Remote exams: ETH offers a centralized system for taking exams remotely if you are an exchange student or under specific circumstances for ETH students as well. To find out more and arrange a remote exam, please follow the instructions on remote examinations here.
Exam review: After the grades have been announced, you will be able to sign up to the exam review session, which we will offer sometime in the first three weeks of the semester. During the session, you will have the opportunity to review your exam and assignments and understand how they were graded. You will also be able to take notes about the exam and solution, but no copies or photos can be taken. To sign up, we will publish a Google form after the grading conference. Note that we offer only one review session, so individual (or remote) sessions are not possible. See also here for more information about exam reviews in general.
Assignments
There will be three larger assignments in the course. Assignments are individual work, and you are expected to submit your own solutions—solutions that you wrote up yourself and did not copy from any of your peers. Each assignment might, however, follow a different policy on collaboration when it comes to discussing the problems with your peers—please refer to the specific assignment instructions for details.

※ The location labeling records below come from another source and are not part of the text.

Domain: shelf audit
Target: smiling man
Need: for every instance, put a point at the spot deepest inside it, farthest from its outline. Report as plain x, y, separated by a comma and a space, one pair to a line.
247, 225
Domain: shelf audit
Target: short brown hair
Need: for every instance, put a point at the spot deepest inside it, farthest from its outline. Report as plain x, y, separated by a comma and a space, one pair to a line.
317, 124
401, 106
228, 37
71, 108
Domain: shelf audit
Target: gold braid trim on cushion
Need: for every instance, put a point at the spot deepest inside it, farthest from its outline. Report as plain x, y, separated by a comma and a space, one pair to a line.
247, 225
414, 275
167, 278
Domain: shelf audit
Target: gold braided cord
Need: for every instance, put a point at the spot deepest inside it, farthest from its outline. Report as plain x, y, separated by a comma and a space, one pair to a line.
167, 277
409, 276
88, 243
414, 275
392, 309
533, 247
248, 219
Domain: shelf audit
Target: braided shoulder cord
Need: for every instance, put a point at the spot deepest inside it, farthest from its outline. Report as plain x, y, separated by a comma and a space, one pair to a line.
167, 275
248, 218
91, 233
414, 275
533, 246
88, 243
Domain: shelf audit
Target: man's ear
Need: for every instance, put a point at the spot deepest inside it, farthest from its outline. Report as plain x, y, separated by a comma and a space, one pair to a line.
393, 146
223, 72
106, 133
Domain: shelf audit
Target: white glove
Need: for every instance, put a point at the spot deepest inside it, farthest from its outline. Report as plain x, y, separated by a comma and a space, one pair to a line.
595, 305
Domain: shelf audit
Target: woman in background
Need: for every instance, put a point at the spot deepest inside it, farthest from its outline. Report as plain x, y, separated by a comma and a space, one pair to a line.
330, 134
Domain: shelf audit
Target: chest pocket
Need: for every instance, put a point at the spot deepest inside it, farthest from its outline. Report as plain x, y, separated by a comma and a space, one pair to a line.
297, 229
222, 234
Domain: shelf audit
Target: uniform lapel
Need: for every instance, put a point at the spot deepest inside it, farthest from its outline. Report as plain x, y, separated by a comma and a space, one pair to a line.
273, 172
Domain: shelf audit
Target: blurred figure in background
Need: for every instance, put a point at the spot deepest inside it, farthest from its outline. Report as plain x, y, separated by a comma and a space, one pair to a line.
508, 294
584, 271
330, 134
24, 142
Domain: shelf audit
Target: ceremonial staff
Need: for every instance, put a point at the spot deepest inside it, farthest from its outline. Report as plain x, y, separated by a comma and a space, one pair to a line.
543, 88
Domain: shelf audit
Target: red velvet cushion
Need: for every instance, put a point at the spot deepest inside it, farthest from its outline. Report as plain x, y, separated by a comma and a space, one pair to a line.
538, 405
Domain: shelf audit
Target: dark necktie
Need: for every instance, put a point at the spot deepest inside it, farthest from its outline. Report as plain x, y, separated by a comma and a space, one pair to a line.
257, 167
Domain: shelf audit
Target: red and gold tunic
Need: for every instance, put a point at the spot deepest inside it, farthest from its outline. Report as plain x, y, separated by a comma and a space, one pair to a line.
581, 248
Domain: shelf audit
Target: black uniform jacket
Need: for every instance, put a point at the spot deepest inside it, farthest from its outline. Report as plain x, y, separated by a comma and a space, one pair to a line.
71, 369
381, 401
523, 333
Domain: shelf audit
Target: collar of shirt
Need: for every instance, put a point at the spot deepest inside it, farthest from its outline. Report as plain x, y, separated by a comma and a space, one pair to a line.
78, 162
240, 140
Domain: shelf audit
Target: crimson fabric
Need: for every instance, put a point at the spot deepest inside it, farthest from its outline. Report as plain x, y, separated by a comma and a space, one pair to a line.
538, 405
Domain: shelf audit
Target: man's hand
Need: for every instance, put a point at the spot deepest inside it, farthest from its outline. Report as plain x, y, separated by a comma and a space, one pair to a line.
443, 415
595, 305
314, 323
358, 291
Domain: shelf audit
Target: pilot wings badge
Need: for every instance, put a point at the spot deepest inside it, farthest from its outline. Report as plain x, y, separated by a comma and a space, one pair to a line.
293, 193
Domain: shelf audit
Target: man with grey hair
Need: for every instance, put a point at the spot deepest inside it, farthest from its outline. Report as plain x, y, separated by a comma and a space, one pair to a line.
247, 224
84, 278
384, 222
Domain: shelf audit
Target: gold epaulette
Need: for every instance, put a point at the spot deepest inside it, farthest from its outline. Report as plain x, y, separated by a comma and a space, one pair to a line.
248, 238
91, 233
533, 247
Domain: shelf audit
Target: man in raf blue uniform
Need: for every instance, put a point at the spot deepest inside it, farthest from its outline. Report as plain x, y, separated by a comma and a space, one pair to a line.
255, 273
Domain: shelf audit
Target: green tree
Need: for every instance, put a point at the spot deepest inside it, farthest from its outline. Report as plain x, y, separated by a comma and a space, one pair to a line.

We require the solutions to be properly typeset.
We recommend using LaTeX
(with Overleaf
; see a submission template below), but markdown
files with something like MathJax
for the mathematical expressions are also fine.
Important: The overleaf template includes a declaration of originality which you should copy into your submission, so make sure you check out the submission template even if you don’t use it for your submission!
The first assignment will be of more theoretical nature and will be released shortly after the start of the semester. Assignments 2 and 3 will be of more practical nature and will be released in the second half of the semester.
Each of the three assignments contribute 1/3 to the final assignment grade (that is, the assignment grade will be the average of the three individual assignment grades; see the individual assignment instructions for the grading scales).
Assignment instructions:
- Assignment 1 Instructions
- Assignment 1 Submission Template.
While not strictly necessary, we highly advise you use this template when preparing your submission. It also includes a large number of LaTeX macros which can make your writing faster and easier to read.
Important: Even if you don’t use this template, you should copy the Declaration of originality from the front page into your own submission!
- Assignment 1 Submission Template.
While not strictly necessary, we highly advise you use this template when preparing your submission. It also includes a large number of LaTeX macros which can make your writing faster and easier to read.
Important: Even if you don’t use this template, you should copy the Declaration of originality from the front page into your own submission!
- Assignment 2 Instruction (last year)
- Assignment 2 will be released at the end of March and will likely be due on May 15th
- Assignment 3 Instructions (last year)
Assignment Deadlines
You will submit your assignments via Moodle.
- Assignment 1 is due on Wednesday, April 30th at 23:59.
- The preliminary deadline for Assignment 3 is Thursday, May 15th at 23:59.
- The details for Assignment 3 will be released later.
Please be proactive with your time management and start early. Barring exceptional circumstances that do not only affect the last two weeks before the deadline (e.g., prolonged illness, family emergency, or severe mistakes in the assignment setup), we will not accept requests for deadline extensions—neither individual nor group requests. Late submissions will not be graded.